Un jour j’irai là-bas


Je ressens dans mon dos ses sourdes vibrations. Je la vois grossir dans mon rétroviseur. Devant nous, à environ cinquante mètres, les deux files fusionnent sans possibilité d’esquive. Quarante-cinq mètres plus tard, elle se rabat sauvagement dans ma distance de sécurité avec le véhicule précédent.
Le conducteur doit être content, il a gagné une place, en manquant renverser un scooter. Pour aller où ? Pour faire quoi ? Je n’en mène pas large sur la route, alors, on voudrait que je rase les bas-côtés. Je ne pouvais aller plus vite, limite de vitesse atteinte et véhicule devant. Et s’il me touche, il pense s’en tirer avec un simple constat ?
De surcroît, il pleut, et la chaussée, sans trop de danger pour les autos est vraiment piégeuse pour les deux roues, la faute aux poids lourds de plus de trente tonnes qui empruntent cette rocade et défoncent les courbes un peu trop prononcées.
Un jour, j’irai là-bas. J’aurai un gros quatre quatre, type Nissan Patrol GR long, et je partirai à l’aventure sur les chemins de rocaille, de latérite ou de coraux écrasés. Il paraît que le Pajero, c’est mieux, mais un copain m’a fait essayer, il y a quelques années, son « gros monstre », équipé d’un moteur turbo diesel de deux litres huit, cent quinze chevaux… rien que ça ! Jamais je n’oublierai ce plaisir, celui de rouler en sécurité, au-dessus des autres, confortablement, avec de la puissance sous le pied et de l’accroche au sol. Un peu brut et sans chichis, sans électronique, c’est un baroudeur, avec une clim digne de ce nom et un espace énorme dans le coffre, sauf quand on voyage à sept… Là-bas, les routes sont encore plus défoncées qu’ici, bien plus humides aussi, car il leur arrive d’être traversées par des ruisseaux temporaires, pas toujours au niveau des passages à gué prévus mais à son volant, je ne roulerai plus avec la peur au ventre.
J’arrive au « Drive ». On n’y vient pas pour manger en voiture, mais pour charger les courses commandées via internet…On peut aussi utiliser une des bornes situées à l’entrée du parking. On fixe ensuite un rendez-vous pour retirer ses courses, dans un délai minimum de deux heures… C’est très pratique et ça me donne du boulot, à moi qui ne fais jamais mes propres courses.

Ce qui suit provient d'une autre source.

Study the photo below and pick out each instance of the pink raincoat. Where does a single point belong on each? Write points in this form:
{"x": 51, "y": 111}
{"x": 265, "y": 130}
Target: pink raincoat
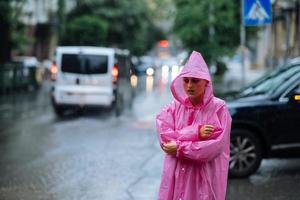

Dans ce cas, nous sommes en entrepôt, avec six mille références seulement (vingt-cinq-mille en magasin), des allées numérotées, des emplacements codifiés… Notre pad choisit pour nous une commande, dont nous connaissons dès le départ le nombre d’articles. Nous prenons un caddie, des poches pour ranger les produits, et nous filons sur la ligne de départ. Le pad nous indique l’emplacement du premier article, nous le scannons avant de le mettre en poche, dans le caddie, puis il nous indique le suivant.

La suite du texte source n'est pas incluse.